Imagine my shock when I went to seminary in 1972. At the time, I was unaware then of words that Dr. Martin Luther King had spoken just nine years earlier when he said, “We must face the fact that in America, the church is still the most segregated major institution in America. At 11:00 on Sunday morning when we stand and sing and Christ has no east or west, we stand at the most segregated hour in this nation. This is tragic.”
In seminary I awakened to just how tragic segregation is. There I encountered a world so different from the one I grew up in for the first twenty-one years of my life. It was a Baptist seminary. It was a Baptist seminary in the “north”. I was the only Black in my class (they only admitted one of us per year back then). I was the only Black who resided on campus. For the first year or so there, many of my White classmates hardly recognized me as a Christian or Baptist at all. My Blackness, theological perspectives, ecclesiastical practices and cultural distinctives were not received as gifts to the church but as detrimental differences. They were differences that created barriers. A setting which should have nurtured “I-Thou” relationships fostered innumerable “I-it” encounters.
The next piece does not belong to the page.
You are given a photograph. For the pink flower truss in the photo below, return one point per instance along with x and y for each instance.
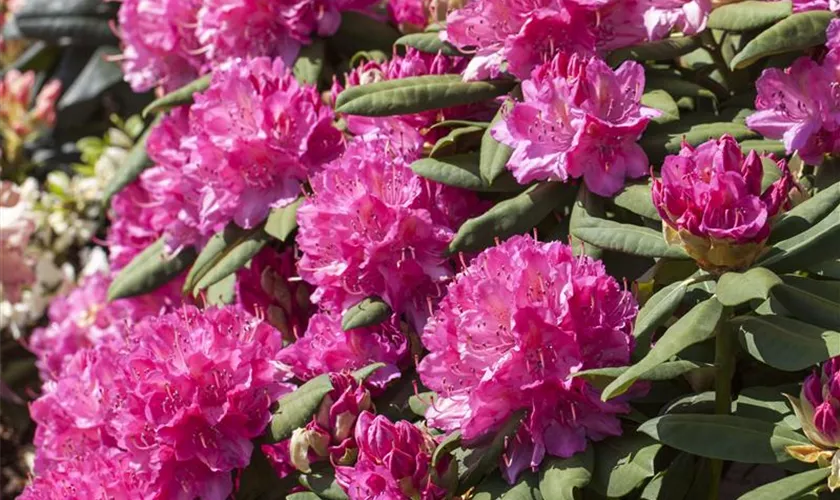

King went on to say in that same address that “The church, itself, will stand under the judgement of God. Now that the mistake of the past has been made, I think that the opportunity of the future is to really go out and to transform American society, and where else is there a better place than in the institution that should serve as the moral guardian of the community. The institution that should preach brotherhood and make it a reality within its own body.”
I believe in starting where we are and doing what we can. I believe that American Baptists are uniquely positioned to do something about it. As perhaps the most racially diverse Baptist denomination in America, we don’t have to look far or reach out at great distances to break down walls and create bridges.
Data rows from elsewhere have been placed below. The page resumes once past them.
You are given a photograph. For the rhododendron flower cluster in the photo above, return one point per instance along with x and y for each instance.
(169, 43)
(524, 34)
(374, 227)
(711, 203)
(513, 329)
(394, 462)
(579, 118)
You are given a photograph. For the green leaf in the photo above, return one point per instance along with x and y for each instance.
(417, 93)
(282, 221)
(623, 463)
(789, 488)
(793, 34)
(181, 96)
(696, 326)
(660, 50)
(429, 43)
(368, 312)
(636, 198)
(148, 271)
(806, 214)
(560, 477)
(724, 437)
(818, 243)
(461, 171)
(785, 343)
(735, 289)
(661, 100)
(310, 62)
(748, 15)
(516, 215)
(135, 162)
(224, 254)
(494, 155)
In partnership with the New Baptist Covenant and using many of the excellent resources it has developed, we can address historic divisions within our Baptist family. We can become stronger together by mending fractured fellowships as we take action, commit to transformation and engage in constructive reconciliation.
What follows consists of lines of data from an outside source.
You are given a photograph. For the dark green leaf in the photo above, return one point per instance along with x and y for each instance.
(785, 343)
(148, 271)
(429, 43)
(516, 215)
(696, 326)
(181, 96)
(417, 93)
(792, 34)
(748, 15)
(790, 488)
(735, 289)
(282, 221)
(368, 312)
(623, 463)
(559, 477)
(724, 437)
As Executive Director Emeritus of the American Baptist Home Mission Societies and as a member of the Executive Team of the New Baptist Covenant, I want to invite American Baptists to a reception hosted by NBC at our Biennial Summit. The reception will be held at the Missions Biennial Summit on July 1, 2017 following the night plenary session. Let us do what we can to exemplify the oneness that Christ called toward. The whole world is watching.